NV white paper gives a 50/50 ratio of ray tracing to rasterization as typical in Hybrid rendering, which occurs over about 80% of the total frame time.
Using DLSS as a representative DNN workload (purple), we observe that it takes about 20% of the frame time. The remaining 80% time is doing rendering (yellow).
Of the remaining rendering time, some time will be spent ray tracing (green) while some time is spent in traditional rasterization or G-Buffer evaluation. The amount of time will vary based on content. Based on the games and demo applications we’ve evaluated so far, we found that a 50/50-time split is representative. So, in Figure 43, Ray Tracing is about half of the FP32 shading time.

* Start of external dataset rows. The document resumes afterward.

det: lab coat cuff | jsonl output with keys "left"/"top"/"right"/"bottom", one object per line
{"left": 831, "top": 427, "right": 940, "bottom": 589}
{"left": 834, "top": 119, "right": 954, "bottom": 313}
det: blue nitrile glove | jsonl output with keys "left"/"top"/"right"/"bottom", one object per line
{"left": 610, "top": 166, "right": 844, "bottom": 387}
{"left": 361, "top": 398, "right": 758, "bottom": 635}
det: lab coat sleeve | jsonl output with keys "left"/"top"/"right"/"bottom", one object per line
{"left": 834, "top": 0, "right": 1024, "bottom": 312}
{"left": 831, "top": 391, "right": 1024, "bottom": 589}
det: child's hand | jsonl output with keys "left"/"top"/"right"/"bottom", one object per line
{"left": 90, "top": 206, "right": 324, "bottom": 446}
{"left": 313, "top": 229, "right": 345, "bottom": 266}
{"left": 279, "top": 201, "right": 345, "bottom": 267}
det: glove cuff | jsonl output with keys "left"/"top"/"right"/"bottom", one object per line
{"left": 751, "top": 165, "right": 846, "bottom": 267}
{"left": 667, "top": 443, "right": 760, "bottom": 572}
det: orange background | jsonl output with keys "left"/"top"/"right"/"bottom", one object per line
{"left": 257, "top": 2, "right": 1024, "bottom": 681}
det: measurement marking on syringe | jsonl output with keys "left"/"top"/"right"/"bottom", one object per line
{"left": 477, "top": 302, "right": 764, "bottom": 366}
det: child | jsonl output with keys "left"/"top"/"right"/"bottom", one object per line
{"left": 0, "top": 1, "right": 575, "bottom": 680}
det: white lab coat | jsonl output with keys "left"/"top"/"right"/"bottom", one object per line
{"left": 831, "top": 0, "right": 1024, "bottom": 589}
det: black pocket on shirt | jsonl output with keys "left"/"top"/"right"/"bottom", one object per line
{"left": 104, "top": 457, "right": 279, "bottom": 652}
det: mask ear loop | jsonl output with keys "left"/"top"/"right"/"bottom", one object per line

In Pascal, ray tracing is emulated in software on CUDA cores, and takes about 10 TFLOPs per Giga Ray, while in Turing this work is performed on the dedicated RT cores, with about 10 Giga Rays of total throughput or 100 tera-ops of compute for ray tracing.
A third factor to consider for Turing is the introduction of integer execution units that can execute in parallel with the FP32 CUDA cores. Analyzing a breadth of shaders from current games, we found that for every 100 FP32 pipeline instructions there are about 35 additional instructions that run on the integer pipeline. In a single-pipeline architecture, these are instructions that would have had to run serially and take cycles on the CUDA cores, but in the Turing architecture they can now run concurrently. In the timeline above, the integer pipeline is assumed to be active for about 35% of the shading time.
Given this workload model, it becomes possible to understand the usable ops in Turing and compare vs a previous generation GPU that only had one kind of operation instead of four. This is the purpose of RTX-OPS—to provide a useful, workload-based metric for hybrid rendering workloads.